Use data-test-comp attribute in the outer HTML tag: data-test-comp='<COMPONENT_NAME>'. With the data-test-comp attribute, we can easily know the BOUNDARY of the basic component.

function Button() {
return <div data-test-comp="button">{/* ... */}</div>;
}

The component might be used many times. (That’s why we make a component) Thus, data-test-comp will be duplicate and not easy to be recognized. Saying if we used 5 button components at the same page, but we just want to query the specific one and then click it. At this point, only we can do is just get all button elements, then search the label in the button. Finally click the button we want. The process might be tedious. So I am wondering if there was a better way to do it. What if we have unique attribute (or nearly unique, which means rarely used), it will be easier.

Therefore, we still need another FEATURE attribute for this case. (The attribute name is better to be UNIQUE) Use data-test-feat attribute to tell us what feature (or purpose) of the component is.
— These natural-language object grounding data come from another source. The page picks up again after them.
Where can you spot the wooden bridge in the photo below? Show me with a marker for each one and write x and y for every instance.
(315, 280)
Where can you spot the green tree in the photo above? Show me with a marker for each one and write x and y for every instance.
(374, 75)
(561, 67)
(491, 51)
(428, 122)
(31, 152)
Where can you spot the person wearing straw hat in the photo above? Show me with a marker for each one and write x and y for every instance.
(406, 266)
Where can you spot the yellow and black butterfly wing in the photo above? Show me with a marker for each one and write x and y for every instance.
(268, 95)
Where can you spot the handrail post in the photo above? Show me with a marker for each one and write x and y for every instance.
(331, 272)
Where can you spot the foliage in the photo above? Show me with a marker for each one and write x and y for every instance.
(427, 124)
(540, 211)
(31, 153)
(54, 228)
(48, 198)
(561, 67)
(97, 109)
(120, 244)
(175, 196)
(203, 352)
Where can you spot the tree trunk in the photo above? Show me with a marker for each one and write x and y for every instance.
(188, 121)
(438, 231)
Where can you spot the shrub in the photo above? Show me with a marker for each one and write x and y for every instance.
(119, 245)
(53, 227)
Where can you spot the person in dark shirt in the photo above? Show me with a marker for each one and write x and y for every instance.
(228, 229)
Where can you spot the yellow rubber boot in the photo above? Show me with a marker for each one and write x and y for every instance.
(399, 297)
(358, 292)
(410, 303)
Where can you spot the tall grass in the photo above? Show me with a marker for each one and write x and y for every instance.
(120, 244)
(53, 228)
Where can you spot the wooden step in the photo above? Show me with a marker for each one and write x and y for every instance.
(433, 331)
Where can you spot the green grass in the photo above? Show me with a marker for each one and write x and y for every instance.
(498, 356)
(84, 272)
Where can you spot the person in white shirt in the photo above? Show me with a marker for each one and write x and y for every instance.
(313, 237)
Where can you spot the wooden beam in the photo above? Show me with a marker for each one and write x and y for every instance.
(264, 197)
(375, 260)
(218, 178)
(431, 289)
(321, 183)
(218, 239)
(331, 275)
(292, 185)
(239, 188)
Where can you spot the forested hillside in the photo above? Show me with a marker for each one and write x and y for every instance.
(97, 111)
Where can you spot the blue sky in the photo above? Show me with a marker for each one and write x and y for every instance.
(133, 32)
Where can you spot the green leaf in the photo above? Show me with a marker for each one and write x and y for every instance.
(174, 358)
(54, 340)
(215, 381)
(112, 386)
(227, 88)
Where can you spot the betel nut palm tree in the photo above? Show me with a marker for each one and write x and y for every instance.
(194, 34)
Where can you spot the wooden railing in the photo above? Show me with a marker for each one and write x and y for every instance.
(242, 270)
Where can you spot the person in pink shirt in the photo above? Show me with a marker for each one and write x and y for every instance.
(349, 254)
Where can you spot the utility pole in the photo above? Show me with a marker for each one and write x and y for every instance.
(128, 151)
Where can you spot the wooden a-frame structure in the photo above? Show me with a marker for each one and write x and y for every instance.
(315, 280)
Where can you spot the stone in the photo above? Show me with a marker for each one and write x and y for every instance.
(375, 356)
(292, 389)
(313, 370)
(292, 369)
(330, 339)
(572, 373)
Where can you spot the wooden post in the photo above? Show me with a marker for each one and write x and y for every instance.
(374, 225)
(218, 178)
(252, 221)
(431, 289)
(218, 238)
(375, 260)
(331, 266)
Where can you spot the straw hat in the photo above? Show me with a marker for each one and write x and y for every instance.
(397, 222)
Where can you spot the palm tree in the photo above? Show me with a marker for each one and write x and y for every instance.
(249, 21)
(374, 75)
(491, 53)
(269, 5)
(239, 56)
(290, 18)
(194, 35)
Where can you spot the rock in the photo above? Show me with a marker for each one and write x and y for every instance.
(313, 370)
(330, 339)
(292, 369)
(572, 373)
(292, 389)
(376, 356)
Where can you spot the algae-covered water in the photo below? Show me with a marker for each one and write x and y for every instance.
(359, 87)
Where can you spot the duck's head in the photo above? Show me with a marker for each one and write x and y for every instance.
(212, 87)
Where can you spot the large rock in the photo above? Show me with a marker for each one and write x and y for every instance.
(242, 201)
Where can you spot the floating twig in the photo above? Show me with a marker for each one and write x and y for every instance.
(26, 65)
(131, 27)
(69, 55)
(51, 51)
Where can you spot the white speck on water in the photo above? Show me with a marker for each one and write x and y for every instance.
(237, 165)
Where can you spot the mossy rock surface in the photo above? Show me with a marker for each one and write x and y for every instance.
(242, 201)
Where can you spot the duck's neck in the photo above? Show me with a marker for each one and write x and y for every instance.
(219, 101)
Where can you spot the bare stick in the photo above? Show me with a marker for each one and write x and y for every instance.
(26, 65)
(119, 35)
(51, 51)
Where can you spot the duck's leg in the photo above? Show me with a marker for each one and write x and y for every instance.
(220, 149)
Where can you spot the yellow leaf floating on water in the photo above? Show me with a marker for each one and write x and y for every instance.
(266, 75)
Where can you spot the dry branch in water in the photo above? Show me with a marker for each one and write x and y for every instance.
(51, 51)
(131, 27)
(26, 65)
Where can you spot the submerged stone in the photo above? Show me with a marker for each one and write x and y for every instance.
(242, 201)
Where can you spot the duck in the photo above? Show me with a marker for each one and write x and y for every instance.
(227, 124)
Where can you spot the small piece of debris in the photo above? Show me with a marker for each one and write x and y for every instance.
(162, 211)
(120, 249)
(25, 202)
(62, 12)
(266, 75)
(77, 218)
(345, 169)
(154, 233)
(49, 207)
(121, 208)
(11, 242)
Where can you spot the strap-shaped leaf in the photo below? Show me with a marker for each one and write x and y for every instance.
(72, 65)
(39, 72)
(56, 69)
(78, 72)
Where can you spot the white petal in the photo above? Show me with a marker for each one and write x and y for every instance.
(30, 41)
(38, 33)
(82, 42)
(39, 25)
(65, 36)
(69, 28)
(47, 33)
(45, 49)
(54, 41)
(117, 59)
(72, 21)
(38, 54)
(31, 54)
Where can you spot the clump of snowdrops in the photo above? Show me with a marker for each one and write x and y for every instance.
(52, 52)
In my opinion, this attribute is optional. We still can query the right element we want with CSS selector. And also, overuse it might cause duplicate attribute name very easily. We never remember every line of codes we write, right? So make a good balance.

So there might be 2 ways to do it.

function HomePage() {
return (
<>
{/* ... */}
<div data-test-feat="confirmBtn">
<Button />
</div>
<div data-test-feat="cancelBtn">
<Button />
</div>
{/* ... */}
</>
);
}

In the example above, we clearly know that in home page, there are two buttons: confirm button and cancel button.

If wrapping component is annoying for you, another way is to insert it into component by props. Here’s the way:

Another way without the container element, is to pass the attribute name into the component through props:

function HomePage() {
return (
<>
{/* ... */}
<Button dataTestFeat="confirmBtn" />
<Button dataTestFeat="cancelBtn" />
{/* ... */}
</>
);
}

In button component:

function Button({ dataTestFeat, btnText, labelText }) {
return (
<div data-test-comp="button">
<label>
{labelText}
<button data-test-feat={dataTestFeat}>{btnText}</button>
</label>
</div>
);
}

Sometimes, we may want to know the state of some components. Saying we have a toggle button component like this:

toggle button

In test case, we want to know that after clicked the toggle button, it will change to OFF state correctly, for example.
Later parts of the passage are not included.